Both processes exhibit long-range dependence.

The proposed estimation method is effective for rounded data.

Simulation results validate the estimation procedures.

Abstract

Many real time-series exhibit behavior adequate to long range dependent data. Additionally very often these time-series have constant time periods and also have characteristics similar to Gaussian processes although they are not Gaussian. Therefore there is need to consider new classes of systems to model these kind of empirical behavior. Motivated by this fact in this paper we analyze two processes which exhibit long range dependence property and have additional interesting characteristics which may be observed in real phenomena.

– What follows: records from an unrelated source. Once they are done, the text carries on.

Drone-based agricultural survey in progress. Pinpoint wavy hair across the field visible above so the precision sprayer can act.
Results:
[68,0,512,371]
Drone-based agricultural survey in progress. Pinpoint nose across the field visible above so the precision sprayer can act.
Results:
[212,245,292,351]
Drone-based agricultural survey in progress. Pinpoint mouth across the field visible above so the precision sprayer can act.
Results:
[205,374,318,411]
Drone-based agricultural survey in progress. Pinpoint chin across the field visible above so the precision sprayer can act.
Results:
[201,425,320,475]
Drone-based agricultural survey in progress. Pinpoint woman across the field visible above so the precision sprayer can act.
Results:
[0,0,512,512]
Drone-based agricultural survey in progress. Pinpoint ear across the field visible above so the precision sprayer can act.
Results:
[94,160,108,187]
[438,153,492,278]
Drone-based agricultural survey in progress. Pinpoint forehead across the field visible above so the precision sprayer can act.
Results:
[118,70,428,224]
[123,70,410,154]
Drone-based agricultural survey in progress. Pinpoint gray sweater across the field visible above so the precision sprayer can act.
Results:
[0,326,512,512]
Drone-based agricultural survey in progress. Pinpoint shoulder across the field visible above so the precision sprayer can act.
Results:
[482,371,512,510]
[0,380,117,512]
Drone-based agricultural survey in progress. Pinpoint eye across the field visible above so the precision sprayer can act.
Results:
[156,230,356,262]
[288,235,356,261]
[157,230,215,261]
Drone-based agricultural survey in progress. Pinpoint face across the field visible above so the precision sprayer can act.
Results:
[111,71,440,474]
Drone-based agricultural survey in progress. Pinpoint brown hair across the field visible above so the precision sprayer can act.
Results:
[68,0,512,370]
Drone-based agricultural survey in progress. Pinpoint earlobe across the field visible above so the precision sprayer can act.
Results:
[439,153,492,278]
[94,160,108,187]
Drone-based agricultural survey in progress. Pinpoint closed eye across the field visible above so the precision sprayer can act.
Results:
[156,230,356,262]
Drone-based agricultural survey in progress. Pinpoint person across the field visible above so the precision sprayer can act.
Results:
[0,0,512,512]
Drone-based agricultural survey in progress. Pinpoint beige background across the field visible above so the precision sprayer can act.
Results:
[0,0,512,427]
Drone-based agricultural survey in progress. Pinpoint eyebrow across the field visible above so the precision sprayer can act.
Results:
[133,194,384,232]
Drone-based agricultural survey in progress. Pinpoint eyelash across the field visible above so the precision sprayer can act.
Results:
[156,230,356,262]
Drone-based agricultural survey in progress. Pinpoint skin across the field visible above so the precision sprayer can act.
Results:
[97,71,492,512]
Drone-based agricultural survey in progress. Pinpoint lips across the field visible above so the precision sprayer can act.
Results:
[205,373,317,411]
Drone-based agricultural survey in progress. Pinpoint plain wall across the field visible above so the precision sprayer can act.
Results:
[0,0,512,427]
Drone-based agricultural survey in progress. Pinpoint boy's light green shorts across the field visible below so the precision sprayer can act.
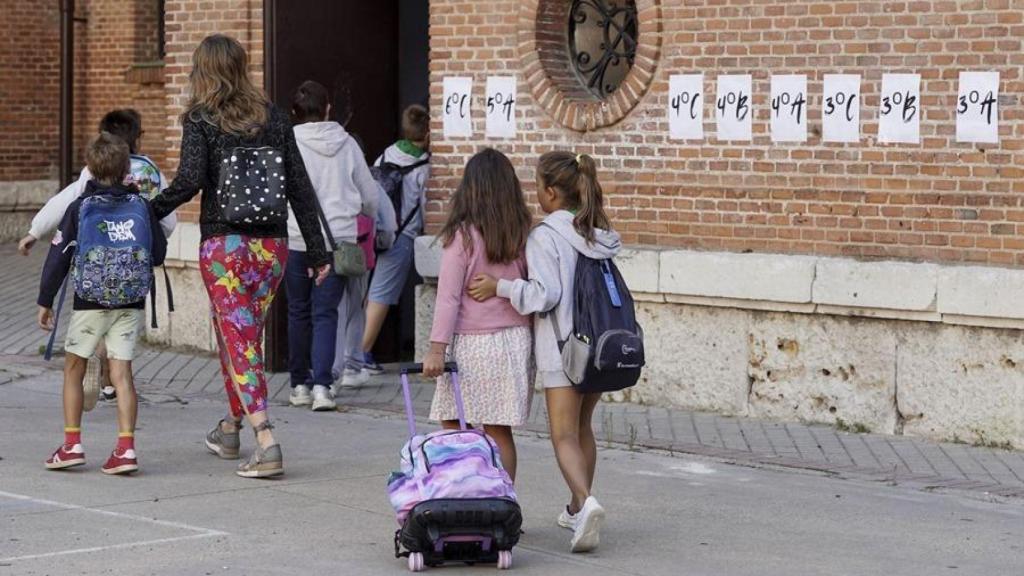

Both of them are constructed as the superposition of fractional Brownian motion (FBM) and other process. In the first case the internal process, which plays role of the time, is the gamma process while in the second case the internal process is its inverse. We present in detail their main properties paying main attention to the long range dependence property. Moreover, we show how to simulate these processes and estimate their parameters. We propose to use a novel method based on rescaled modified cumulative distribution function for estimation of parameters of the second considered process. This method is very useful in description of rounded data, like waiting times of subordinated processes delayed by inverse subordinators. By using the Monte Carlo method we show the effectiveness of proposed estimation procedures.